I am trying to implement Fisher-Markov Algorithm using PyTorch (Eq. 19).

This is my CPU implementation:

import numpy as np

def fisher(X, y, n_class=10, n_features=30810, gamma=-0.5, beta=0):
    
    theta = []
    n = X.shape[0]

    C = [[] for _ in range(n_features)]
    for j,c in enumerate(y):
        C[int(c)].append(int(j))

    for j in range(n_features):
        # part 1
        k = 0
        for g in range(n_class):
            # Get index class-g
            i = np.asarray(C[g])
            k += (1 / len(i)) * np.sum(np.dot(np.asarray([X[i,j]]).transpose(),[X[i,j]]))
        k *= (1 / n)

        # part 2
        l = np.dot(X[:,j], X[:,j])
        l *= (gamma / n) 

        # part 3
        m = np.sum(np.dot(np.asarray([X[:,j]]).transpose(), [X[:,j]]))
        m *= (gamma - 1) / (n * n)

        theta.append((k - l + m, j))

    theta = np.asarray(sorted(theta, key=lambda x:x[0], reverse=True),dtype=int)

    return theta[:beta]

and this is my GPU version:

import numpy as np
import torch
from torch.autograd import Variable

def fisher(X, y, n_class=10, n_features=30810, gamma=-0.5, beta=0):
    
    theta = Variable(torch.Tensor([0]*n_features)).cuda()
    C = [[] for _ in range(n_class)]
    for j,c in enumerate(y.data):    
        C[int(c)].append(int(j))
    n = X.size()[0]
    C = [torch.from_numpy(np.asarray(ii, dtype=int)).cuda() for ii in C]
    L = torch.sum(X*X,0)

    for j in range(n_features):
        # part 1
        k = 0
        for g in range(n_class):
            i = C[g]
            u = X[i][:,j].contiguous().view(-1,X[i][:,j].size()[0])
            k += (1 / i.size()[0]) * torch.sum(torch.mm(torch.t(u),u))
        k *= (1 / n)
        
        # part 2
        l = L[j]
        l = l * (gamma / n) 


        # part 3
        v = X[:][:,j].contiguous().view(-1, X[:][:,j].size()[0])
        m = torch.sum(torch.mm(torch.t(v), v))
        m = m * ((gamma - 1) / (n * n))
        
        res = k - l + m
        theta[j] = res.data

    theta = torch.sort(theta, 0, descending=True)[1]
    
    return theta[:beta]

And the result shows GPU vesion much slower than CPU version. I hope somebody here can give some advices or show me what kind of improvement I can do in this source code, so my GPU version can run faster.
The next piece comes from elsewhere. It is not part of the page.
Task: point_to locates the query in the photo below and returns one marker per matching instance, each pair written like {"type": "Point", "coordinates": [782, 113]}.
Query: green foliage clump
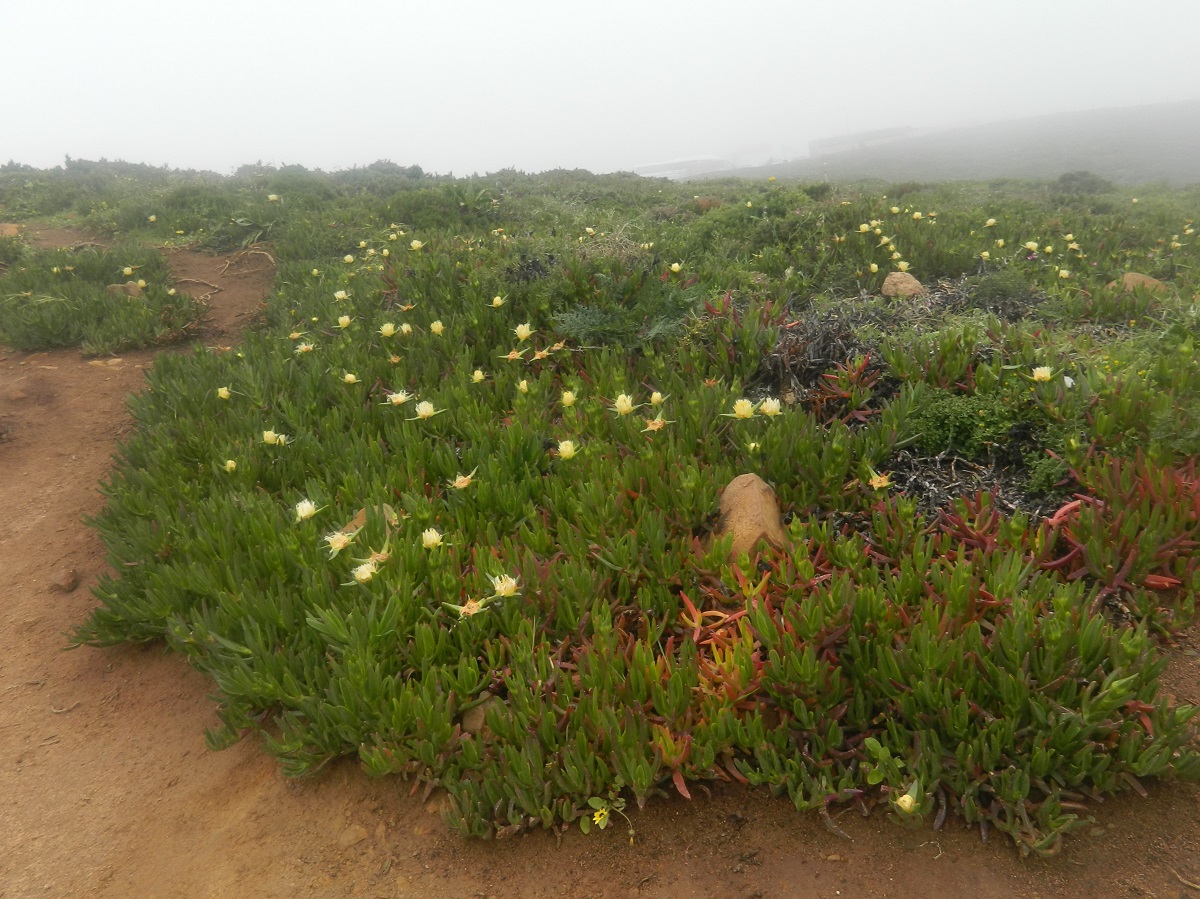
{"type": "Point", "coordinates": [66, 298]}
I use pytorch version 0.2.0. n_features is around 20,000, n is around 1000, and n_class is 10. My implementation may slightly different with original equation.

Thank You

The GPU code could be faster if you vectorize (or batch) some operations. For example, for loops are generally slow because you’d launch a few cuda kernels per loop of the for loop, for every loop. Because your n_class and n_featuresare large, this means many cuda kernels get launched (and launching these things have overhead).

        k = 0
        for g in range(n_class):
            i = C[g]
            u = X[i][:,j].contiguous().view(-1,X[i][:,j].size()[0])
            k += (1 / i.size()[0]) * torch.sum(torch.mm(torch.t(u),u))
        k *= (1 / n)

I’m not really sure what you’re trying to do here but if you can replace the for loop purely with operations on the Variable, it’ll be faster to run with the GPU.